- Education: Swarthmore College (BA); Rausser College of Natural Resources, University of California, Berkeley (MA);
- Employer: University of California
- Awards: 2020 LEED Fellow

= Matthew St. Clair =

American environmentalist

Matthew (Matt) St. Clair is an American environmentalist who is the Director of Sustainability for the University of California system of ten university campuses.

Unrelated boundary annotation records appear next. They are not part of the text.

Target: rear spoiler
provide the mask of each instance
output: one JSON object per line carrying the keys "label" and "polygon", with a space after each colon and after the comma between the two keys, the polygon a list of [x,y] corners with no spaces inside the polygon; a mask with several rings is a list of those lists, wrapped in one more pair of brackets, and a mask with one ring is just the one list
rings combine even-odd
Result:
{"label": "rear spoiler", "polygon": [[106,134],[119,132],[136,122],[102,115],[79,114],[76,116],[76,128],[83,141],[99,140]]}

== Early life and education ==
St. Clair grew up in the Inland Empire region of Southern California. He has a BA degree in Economics from Swarthmore College and an MA in Environmental Policy from the Energy and Resources Group at the University of California, Berkeley. From 1998 to 2000, he volunteered with Friends of the Earth in the Czech Republic, and gained experience and an appreciation for the impact of effective environmental activism.

== Career ==
As a graduate student, St. Clair led a student campaign for the University of California system to adopt a comprehensive green building and clean energy planning policy. The University of California then hired him to implement this policy. This policy has included powering new buildings with electricity generated without carbon emissions, and increasing the number of campus buildings that are LEED certified, including every building on the new campus of the University of California, Merced. It has also included creating its own utility company, including financing new solar power generation facilities.

He is a founding member of the Board of Directors for the Association for the Advancement of Sustainability in Higher Education.

In 2020, he was named a LEED Fellow by Green Business Certification Inc.